= Dow Breweries =

Canadian brewery

Dow Breweries was a brewery based in the province of Quebec, Canada. The company was founded by William Dow (1800–1868). The Dow Brewery eventually came under the control of National Breweries of Quebec in the 1920s, which itself was bought out in 1952 by Canadian Breweries. After Canadian Breweries became Carling O'Keefe and merged with Molson Breweries, its brands were discontinued in 1997.

==History==
Dow had started as an apprentice at the Montreal brewery of Thomas Dunn, established in La Prairie in 1790. Dow eventually became a partner in Dunn's brewery and took over the company upon Dunn's death, establishing William Dow & Co., later known as Dow Breweries.

Dow Breweries was purchased in the 1920s by National Breweries of Quebec, which itself was acquired by Canadian Breweries (CBL) in 1952. Under CBL ownership, it took over the Quebec City brewery of the Boswell Brewery (1843–1952). CBL was one of the "Big Three" of Canadian brewing and Dow became a national brand. The Quebec City brewery stopped its activities on March 31, 1966, and production of the Dow brands moved to other plants.

At the urging of board chair and academic Pierre Gendron, Dow Breweries supported the construction of the Dow Planetarium. It was completed in 1966 as one of many projects for the Canadian Centennial.

==Dow Beer deaths==
In August 1965, a patient presented to a hospital in Quebec City with symptoms suggestive of alcoholic cardiomyopathy. Over the next eight months, 50 more cases with similar findings appeared in the same area with 20 of these being fatal. It was noted that all patients were heavy drinkers who mostly drank beer and preferred the Dow brand, 30 out of those consuming more than 200 impoz of beer per day. Epidemiological studies found that Dow had been adding cobalt sulfate to the beer for foam stability since July 1965 and that the concentration added in the Quebec city brewery was 10 times that of the same beer brewed in Montreal where there were no reported cases.

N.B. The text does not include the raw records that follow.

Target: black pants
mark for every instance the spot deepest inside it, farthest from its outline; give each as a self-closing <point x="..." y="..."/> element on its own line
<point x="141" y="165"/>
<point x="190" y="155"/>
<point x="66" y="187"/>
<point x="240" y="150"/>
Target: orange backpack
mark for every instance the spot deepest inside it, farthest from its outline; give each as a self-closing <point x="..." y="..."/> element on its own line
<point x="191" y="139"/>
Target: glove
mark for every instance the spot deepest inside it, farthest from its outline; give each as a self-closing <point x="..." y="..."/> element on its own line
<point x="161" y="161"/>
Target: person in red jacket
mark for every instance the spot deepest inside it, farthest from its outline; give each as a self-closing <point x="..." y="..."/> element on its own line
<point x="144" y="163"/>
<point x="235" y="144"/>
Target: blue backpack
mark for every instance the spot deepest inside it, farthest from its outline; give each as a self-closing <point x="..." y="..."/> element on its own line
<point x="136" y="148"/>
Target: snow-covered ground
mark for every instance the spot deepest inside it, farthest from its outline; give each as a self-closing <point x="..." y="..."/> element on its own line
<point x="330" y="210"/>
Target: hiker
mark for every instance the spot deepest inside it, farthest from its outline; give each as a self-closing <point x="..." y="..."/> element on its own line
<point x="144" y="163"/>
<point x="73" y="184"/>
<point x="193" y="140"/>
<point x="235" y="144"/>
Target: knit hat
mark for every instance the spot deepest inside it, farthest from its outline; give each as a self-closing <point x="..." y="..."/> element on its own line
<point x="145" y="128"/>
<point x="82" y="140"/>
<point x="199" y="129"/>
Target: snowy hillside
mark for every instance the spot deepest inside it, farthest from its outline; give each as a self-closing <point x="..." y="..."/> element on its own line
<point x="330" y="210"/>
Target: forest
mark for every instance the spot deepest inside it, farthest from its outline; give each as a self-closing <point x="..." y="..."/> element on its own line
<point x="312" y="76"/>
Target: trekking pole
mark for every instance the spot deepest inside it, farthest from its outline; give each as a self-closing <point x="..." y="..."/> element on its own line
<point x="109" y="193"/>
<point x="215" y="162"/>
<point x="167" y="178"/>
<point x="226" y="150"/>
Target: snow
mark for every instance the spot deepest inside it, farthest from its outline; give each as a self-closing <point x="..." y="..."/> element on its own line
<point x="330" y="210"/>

Although Dow denied any responsibility, the Dow Brewery in Quebec City temporarily shut down and the remaining beer was dumped into the Saint Lawrence River. At the time of the incident, Dow Ale was the number one selling beer in Quebec; however, as a result of the "tainted beer scandal" sales of the brand soon dropped dramatically never to recover.

Canadian Breweries became Carling O'Keefe in 1973, which eventually merged with the Molson Brewery in 1989. The Dow brands were discontinued in the spring of 1997. Brands brewed by Dow included Dow Ale, Kingsbeer Lager and Black Horse Ale. The Molson Black Horse Ale sold today in Newfoundland is a different product.